The complete responses are in the menu Explore the Results.
This approach ensures a level playing field for all models and allows for direct comparison of their outputs. The geographic and organizational diversity of the models β trained on different data, with different architectures, by teams with different cultural contexts β makes the observed convergence particularly noteworthy. The experiment is easily reproducible by anyone with access to the OpenRouter API or the individual model interfaces.
Prompts
The following prompts were used with all AI models in the order presented below. They were designed to minimize bias while encouraging open exploration of how AIs construct metaphysical frameworks about the Universe.
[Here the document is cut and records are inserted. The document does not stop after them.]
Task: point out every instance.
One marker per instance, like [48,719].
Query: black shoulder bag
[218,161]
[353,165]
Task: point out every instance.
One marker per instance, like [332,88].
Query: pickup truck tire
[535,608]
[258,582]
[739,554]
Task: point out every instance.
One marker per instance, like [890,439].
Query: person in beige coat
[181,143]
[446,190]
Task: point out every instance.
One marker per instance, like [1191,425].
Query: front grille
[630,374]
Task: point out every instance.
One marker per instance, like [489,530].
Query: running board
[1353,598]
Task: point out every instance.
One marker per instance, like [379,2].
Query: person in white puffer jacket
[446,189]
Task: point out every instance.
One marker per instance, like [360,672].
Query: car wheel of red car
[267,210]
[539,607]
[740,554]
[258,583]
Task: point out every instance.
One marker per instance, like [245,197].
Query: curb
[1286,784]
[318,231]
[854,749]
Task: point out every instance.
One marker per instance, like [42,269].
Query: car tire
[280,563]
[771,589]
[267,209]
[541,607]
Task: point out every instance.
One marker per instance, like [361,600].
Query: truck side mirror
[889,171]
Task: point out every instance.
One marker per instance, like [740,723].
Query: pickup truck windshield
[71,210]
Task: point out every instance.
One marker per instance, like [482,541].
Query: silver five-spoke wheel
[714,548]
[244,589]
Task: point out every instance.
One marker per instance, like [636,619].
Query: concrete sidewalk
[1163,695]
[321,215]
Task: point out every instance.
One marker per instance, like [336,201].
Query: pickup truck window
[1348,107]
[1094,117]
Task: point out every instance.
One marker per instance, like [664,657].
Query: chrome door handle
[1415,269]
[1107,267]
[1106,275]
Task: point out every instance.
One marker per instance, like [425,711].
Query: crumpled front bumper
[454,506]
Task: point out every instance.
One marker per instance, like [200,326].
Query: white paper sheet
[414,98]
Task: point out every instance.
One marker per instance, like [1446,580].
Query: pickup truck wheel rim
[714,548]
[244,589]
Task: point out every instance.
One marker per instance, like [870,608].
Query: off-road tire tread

The prompts progress from framework development to scientific grounding, philosophical context, and potential implications.
- Develop a metaphysical framework to explain the nature of the Universe.
- What scientific evidence, research, and publications support or align with your framework?
- How does your framework relate to existing philosophical positions on the nature of reality?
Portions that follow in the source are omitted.